City and community leaders joined Oct. 23 to cut the ribbon on the park’s new boardwalk that overlooks Boca Ciega Bay.

The latest addition to the park, which is along Park Boulevard next to Home Depot, is 10 feet wide, made of composite wood and features two designated fishing areas.

Its estimated cost was just over $141,000.

Other elements of the park are also wrapping up, such as pavilions, sidewalks and the 2,400-square foot, $426,000 facility for restrooms and storage.

“That restroom facility, it looks like we could have a council meeting there,” Mayor Leslie Waters joked during an Oct. 13 City Council meeting.

Waterfront Park playground

This image shows what the new playground will look like at Waterfront Park. It also shows the size of the shade structures, which has been a concern for some residents.

Construction of a $750,000 all-abilities playground also is expected to commence soon. The playground will be fully accessible to those in wheelchairs and mobility devices, as well as have components incorporating imaginative and sensory play.

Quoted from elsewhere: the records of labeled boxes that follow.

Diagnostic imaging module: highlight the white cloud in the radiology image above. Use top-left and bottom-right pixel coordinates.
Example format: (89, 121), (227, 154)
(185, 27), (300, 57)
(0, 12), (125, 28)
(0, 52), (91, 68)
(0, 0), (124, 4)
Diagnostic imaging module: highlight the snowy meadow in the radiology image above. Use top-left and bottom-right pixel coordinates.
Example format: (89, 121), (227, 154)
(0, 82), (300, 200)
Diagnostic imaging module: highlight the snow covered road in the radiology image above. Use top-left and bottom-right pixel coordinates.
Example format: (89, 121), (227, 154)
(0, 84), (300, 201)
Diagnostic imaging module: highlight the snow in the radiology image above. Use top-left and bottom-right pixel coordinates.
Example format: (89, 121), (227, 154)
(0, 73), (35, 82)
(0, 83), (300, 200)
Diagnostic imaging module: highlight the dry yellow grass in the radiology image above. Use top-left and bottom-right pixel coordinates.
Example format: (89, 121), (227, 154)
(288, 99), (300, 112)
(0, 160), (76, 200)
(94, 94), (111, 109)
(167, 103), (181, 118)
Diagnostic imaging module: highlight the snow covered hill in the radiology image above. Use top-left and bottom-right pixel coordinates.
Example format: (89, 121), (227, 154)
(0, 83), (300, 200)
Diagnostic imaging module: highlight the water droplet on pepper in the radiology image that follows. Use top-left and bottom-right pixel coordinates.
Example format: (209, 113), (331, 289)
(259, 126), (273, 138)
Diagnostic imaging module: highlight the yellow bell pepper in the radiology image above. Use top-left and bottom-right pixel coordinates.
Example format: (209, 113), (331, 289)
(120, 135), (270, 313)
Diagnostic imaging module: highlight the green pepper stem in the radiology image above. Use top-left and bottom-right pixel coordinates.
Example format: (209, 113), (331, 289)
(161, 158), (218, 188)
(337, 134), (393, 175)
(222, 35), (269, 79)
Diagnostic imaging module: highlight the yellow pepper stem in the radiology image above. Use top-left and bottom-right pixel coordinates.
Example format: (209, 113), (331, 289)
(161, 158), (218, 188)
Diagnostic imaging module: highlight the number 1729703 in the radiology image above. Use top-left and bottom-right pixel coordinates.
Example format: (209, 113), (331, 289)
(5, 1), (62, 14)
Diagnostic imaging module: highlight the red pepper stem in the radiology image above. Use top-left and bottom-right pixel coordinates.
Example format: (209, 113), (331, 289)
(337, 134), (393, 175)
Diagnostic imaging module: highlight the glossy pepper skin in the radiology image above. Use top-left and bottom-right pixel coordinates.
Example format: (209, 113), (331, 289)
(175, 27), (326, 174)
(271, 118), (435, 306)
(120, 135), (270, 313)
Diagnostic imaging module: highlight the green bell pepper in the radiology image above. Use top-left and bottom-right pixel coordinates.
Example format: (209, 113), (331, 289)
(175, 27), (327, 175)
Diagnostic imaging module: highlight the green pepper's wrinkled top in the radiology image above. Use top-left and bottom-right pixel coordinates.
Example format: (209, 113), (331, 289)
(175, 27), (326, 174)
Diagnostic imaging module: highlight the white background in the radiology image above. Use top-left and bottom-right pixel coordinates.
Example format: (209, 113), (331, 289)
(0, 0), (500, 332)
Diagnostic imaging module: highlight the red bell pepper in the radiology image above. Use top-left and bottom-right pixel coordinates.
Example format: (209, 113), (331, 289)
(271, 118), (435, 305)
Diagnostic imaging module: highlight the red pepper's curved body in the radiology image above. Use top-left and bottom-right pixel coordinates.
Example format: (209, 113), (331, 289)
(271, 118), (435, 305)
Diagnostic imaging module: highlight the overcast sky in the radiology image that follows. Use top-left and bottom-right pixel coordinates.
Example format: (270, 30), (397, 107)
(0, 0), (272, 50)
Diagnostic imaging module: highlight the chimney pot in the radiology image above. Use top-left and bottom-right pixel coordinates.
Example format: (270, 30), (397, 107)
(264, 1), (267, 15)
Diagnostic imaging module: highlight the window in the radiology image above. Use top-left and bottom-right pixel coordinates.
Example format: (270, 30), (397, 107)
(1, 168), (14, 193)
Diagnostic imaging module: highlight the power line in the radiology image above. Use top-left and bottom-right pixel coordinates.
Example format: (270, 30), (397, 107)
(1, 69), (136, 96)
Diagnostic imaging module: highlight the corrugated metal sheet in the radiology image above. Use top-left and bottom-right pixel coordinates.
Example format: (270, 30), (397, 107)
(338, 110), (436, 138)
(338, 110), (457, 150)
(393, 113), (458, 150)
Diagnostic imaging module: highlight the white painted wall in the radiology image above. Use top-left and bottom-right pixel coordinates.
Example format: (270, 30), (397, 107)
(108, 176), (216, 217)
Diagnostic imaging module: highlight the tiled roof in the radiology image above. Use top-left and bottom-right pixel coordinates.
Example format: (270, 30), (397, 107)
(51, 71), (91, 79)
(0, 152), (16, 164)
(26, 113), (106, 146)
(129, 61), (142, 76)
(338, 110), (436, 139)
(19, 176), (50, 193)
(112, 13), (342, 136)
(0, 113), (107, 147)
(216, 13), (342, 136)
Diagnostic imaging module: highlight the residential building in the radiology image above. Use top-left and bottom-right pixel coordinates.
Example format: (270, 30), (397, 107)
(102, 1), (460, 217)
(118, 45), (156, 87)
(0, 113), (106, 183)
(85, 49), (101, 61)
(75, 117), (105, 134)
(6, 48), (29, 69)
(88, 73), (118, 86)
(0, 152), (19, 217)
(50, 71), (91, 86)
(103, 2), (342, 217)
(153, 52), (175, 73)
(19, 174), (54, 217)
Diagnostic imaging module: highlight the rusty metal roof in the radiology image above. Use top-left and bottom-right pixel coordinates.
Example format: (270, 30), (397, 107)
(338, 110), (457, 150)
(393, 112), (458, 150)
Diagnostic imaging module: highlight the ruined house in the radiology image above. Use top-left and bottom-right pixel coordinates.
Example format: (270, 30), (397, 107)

The city was awarded a $250,000 grant from the Florida Recreation Development Assistance Program for the playground. A $200,000 grant from the National Park Service’s Land and Water Conservation Fund will also help fund portions of the projects.

Some residents have expressed concern about a lack of shade at the playground and have even called for the city to install a water splash pad.

Recreation Director Becky Gunter advised against it, however, citing health concerns, logistics and expense. It’s possible the city would also have to keep a lifeguard on site.

Vice Mayor Chris Burke recommended the city explore large water misters.

On Oct. 13, City Manager Ann Toney-Deal advised against the move, noting that Playmore Recreational Products and Services said the addition of water misters would void the warranty for the playground.

Gunter also called her counterparts in other cities in the county and none of them use misters, citing health and safety concerns.

Toney-Deal told council members that shade shouldn’t be a big concern, though, because shade structures are implemented into the design, including landscaping and trees like red cedars and rainbow eucalyptus.

“We can’t have a total shade area, but there are certainly opportunities to get out of the sun,” she said.

She added that more could be added later.

“After the park is developed and we see how it is, we can go back in and maybe put in a couple more shade structures,” she said. “But any large shade structures would change the dynamic of the playground. It would change the cost of the playground and we feel like there are sufficient areas to have a respite from the sun.”